6. Technology that permeates everything thus narrows the scope of privacy; apart from the legal protection of privacy new, technology-based methods of protection appear as well, and the second generation data protection norms require a reform: within the new circumstances their institutions in certain cases are explicitly disfunctional. An example illustrating the anachronism of these norms is the obligation to register in the data protection registry. This obligation appeared at the initial phases of data protection regulations: the obligation for registration and even applying for a license for a databank was a basic requirement at the time of large, centralized databanks. But the regulations of data protection registers changed while accommodating to the circumstances, and the regulations acknowledged an increasing number of exceptions. But the fact that data processing in an electronic environment has become a daily routine, may make even these less strict norms outdated.

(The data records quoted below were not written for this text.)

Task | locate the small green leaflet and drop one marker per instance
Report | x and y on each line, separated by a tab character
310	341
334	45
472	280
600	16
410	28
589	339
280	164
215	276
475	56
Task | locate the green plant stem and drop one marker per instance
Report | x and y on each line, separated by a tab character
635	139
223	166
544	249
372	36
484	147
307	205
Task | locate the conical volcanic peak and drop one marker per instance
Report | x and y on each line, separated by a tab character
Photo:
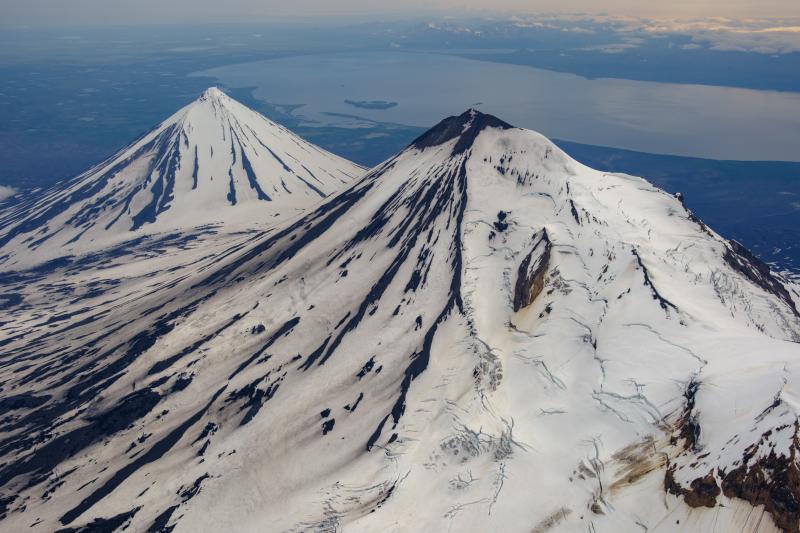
465	126
494	338
214	161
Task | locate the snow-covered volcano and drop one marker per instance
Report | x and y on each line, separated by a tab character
214	161
480	334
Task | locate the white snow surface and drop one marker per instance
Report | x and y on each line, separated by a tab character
213	162
361	366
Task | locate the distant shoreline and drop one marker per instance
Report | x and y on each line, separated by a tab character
371	104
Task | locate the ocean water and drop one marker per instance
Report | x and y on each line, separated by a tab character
688	120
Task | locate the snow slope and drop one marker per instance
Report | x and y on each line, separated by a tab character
480	334
214	161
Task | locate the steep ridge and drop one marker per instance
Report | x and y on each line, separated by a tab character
214	161
479	334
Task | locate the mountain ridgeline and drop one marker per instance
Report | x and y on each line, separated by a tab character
478	334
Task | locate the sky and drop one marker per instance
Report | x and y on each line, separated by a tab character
94	12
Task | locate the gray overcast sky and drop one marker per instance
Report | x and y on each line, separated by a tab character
170	11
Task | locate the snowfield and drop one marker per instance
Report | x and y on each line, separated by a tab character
479	334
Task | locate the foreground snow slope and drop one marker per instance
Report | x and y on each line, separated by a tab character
214	161
479	335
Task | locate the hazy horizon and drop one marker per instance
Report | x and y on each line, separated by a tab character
98	12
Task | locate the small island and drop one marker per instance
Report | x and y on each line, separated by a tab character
371	104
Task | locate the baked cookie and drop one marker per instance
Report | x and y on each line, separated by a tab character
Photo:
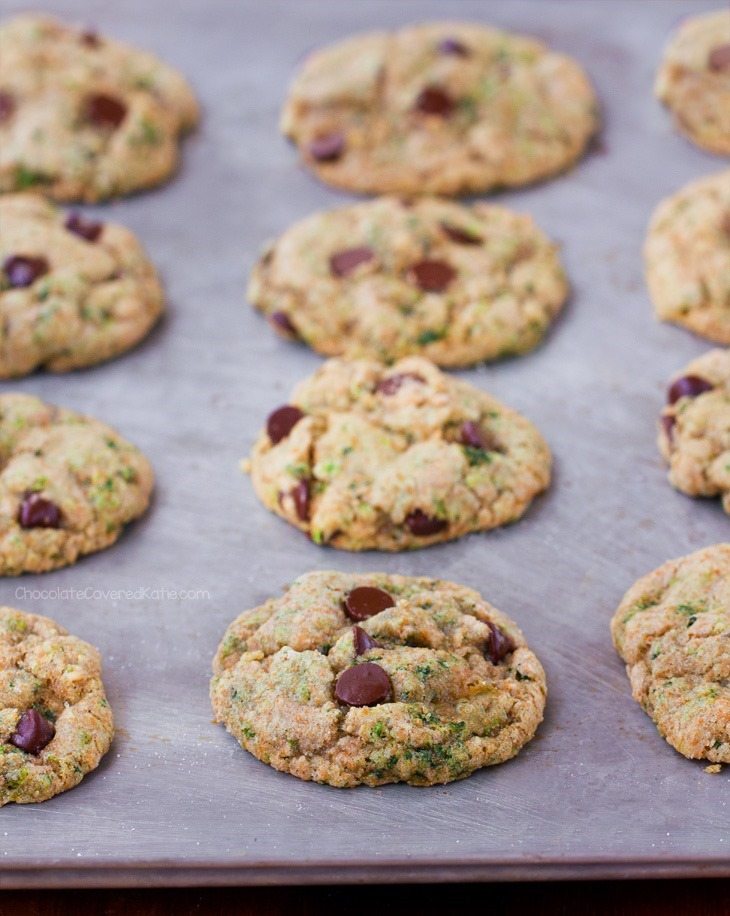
369	457
370	679
441	108
694	80
73	291
390	277
68	485
55	721
687	255
83	117
673	631
694	432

According to the dominant legal practice of EU member state data protection authorities, IP addresses qualify as personal data if they can be associated with a particular natural person. If this point of view is accepted, the following question arises: based on the applicable law on data protection is there a need to register these logfiles (and we should stress here that such files are used by a high percentage of web servers, and are required for the sake of system security) in the data protection registries? In this case the legislator allocates a task on a large community of server operators, which I consider to be unfair: it is certainly reasonable to differentiate between masses of transaction data arriving within the structure of the internet on the one hand, and data that may indeed be associated with a person involved, and thus being more “sensitive data” on the other.

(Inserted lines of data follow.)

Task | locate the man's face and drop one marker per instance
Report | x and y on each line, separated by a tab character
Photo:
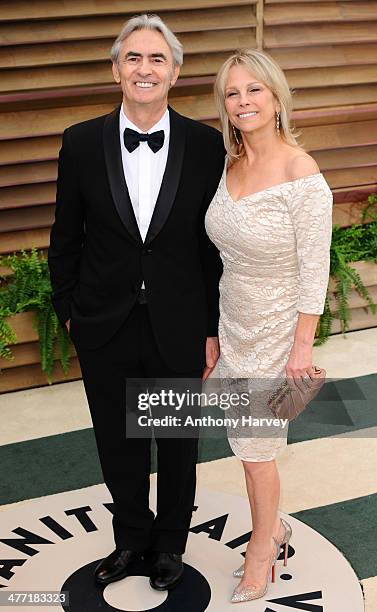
145	68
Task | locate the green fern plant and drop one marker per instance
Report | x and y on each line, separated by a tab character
28	288
355	243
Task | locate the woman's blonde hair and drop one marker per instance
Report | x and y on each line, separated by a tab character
268	72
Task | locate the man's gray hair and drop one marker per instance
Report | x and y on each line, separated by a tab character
148	22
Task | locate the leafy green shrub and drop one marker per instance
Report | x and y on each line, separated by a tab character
355	243
28	288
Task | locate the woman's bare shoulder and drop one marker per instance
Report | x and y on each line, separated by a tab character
301	164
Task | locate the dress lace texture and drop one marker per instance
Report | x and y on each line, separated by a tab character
275	248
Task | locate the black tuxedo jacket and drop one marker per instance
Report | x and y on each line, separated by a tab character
98	260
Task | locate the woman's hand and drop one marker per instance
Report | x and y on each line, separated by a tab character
299	364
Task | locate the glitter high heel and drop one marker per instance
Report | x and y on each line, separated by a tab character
248	594
284	541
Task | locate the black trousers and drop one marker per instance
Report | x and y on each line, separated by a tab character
126	462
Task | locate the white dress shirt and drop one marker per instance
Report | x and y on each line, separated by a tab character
144	170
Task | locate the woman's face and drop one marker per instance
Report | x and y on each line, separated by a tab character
250	104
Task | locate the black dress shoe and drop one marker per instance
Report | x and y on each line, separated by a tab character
166	571
116	566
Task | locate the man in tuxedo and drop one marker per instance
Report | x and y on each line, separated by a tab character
135	280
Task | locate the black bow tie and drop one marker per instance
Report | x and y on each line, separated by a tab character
132	139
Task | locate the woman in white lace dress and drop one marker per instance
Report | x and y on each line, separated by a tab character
271	220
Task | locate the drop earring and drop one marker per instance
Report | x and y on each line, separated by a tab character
278	123
235	134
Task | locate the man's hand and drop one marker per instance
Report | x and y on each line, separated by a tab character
212	355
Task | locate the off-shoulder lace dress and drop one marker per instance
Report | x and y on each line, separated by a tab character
275	248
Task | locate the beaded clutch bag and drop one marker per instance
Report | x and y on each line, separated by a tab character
287	402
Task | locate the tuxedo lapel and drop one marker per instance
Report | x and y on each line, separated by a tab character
114	166
171	176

In the context defined by the new technology, as we can see, the scope of privacy narrows, and according to a top manager of the information industry, it has actually disappeared.96 Some provisions of the data protection laws are not put into practice, while data controllers who, in turn, massively ignore these rules, are burdened with unnecessary tasks. What is the way out? Is it new legal regulations? Is it the application of privacy enhancing technologies (PETs) that have been a popular topic in literature, but have shown no significant results? Perhaps a combination of all these tools?